Сталин, наверное, знал от Ягода, что Горький понял, кто и зачем устранил Кирова, и что отнесся он к этому мероприятию более чем неодобрительно. Он самым фактом своего существования мешал Сталину продолжить цикл процессов над его идейными противниками. Сталин продолжил цикл лишь спустя несколько месяцев после смерти Горького. Исполнителями воли Ягода были не те врачи, которых судили вместе с ним, а, в отличие, скажем, от Плетнева, приглашавшегося к Горькому лишь от случая к случаю, в качестве консультанта, советы коего были не обязательны, – исполнителями воли Ягода были врачи постоянные, «лечащие», но их суд не счел нужным вызвать даже в качестве свидетелей. Народ, дескать, у нас легковерный, и так поверит, не к чему утруждать себя соблюдением пустых формальностей.
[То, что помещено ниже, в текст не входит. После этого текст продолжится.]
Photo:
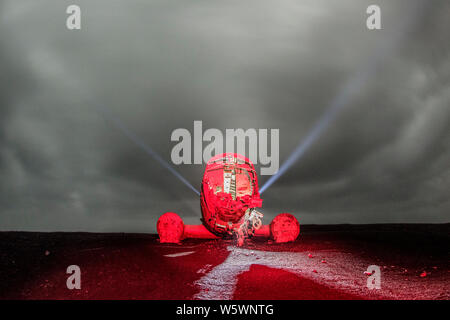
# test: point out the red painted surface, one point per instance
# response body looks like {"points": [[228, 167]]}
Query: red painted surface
{"points": [[284, 228], [284, 285]]}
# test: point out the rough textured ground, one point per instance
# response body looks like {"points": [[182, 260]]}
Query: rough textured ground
{"points": [[326, 262]]}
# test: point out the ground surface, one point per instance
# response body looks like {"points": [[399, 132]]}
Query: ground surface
{"points": [[326, 262]]}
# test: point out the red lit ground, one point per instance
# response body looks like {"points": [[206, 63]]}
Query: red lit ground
{"points": [[136, 266]]}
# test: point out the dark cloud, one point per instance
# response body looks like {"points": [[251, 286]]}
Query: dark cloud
{"points": [[258, 64]]}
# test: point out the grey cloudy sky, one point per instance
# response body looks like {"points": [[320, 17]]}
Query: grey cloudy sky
{"points": [[160, 65]]}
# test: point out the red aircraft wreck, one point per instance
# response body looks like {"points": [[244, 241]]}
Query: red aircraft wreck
{"points": [[228, 200]]}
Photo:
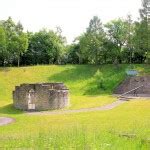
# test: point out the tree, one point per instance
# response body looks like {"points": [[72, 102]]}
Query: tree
{"points": [[44, 47], [20, 42], [145, 23], [3, 50], [117, 31], [91, 42]]}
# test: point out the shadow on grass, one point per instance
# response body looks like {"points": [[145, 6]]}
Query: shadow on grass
{"points": [[9, 109]]}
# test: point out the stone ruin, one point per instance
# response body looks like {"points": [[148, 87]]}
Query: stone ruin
{"points": [[40, 96], [143, 82]]}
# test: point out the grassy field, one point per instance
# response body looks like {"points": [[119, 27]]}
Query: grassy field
{"points": [[125, 127]]}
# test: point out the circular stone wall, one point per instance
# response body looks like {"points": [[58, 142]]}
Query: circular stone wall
{"points": [[40, 96]]}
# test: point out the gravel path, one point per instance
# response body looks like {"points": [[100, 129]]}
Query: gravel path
{"points": [[102, 108], [5, 121]]}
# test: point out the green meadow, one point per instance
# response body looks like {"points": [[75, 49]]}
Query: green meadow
{"points": [[126, 127]]}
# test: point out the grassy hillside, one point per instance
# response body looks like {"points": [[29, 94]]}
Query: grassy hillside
{"points": [[90, 86]]}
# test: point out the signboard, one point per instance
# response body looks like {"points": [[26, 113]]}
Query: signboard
{"points": [[132, 72]]}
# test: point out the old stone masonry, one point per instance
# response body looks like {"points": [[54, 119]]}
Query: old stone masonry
{"points": [[40, 96]]}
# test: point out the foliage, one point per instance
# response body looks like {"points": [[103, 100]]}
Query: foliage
{"points": [[92, 130]]}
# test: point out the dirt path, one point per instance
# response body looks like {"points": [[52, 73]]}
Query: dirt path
{"points": [[102, 108], [5, 121]]}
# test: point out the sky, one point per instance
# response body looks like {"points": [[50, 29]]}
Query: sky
{"points": [[72, 16]]}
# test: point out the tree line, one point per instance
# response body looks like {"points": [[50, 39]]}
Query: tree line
{"points": [[118, 41]]}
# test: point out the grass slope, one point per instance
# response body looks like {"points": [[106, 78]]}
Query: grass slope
{"points": [[90, 86]]}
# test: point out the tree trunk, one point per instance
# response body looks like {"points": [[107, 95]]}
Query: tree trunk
{"points": [[18, 61]]}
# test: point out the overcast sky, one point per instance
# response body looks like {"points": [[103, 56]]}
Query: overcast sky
{"points": [[71, 15]]}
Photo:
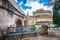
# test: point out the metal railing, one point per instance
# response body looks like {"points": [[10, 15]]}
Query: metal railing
{"points": [[20, 29]]}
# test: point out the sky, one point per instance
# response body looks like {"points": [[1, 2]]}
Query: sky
{"points": [[28, 6]]}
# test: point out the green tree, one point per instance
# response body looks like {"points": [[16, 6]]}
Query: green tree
{"points": [[56, 14]]}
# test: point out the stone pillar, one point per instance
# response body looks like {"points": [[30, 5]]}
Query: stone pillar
{"points": [[44, 29], [23, 22]]}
В 38-м году Ягода замешали в процесс Бухарина и Рыкова и подвергли той же мере наказания, какой он столько раз подвергал других, – расстрелу. И в последнем слове он умолял пощадить его – так страстно, мол, ему хочется, пусть даже сквозь тюремную решетку, поглядеть на жизнь.
…Возвращаюсь к Каменеву. Вернее всего, под закулисным физическим или моральным давлением он сыграл по отношению к Бухарину и другим позорную роль – роль наводчика.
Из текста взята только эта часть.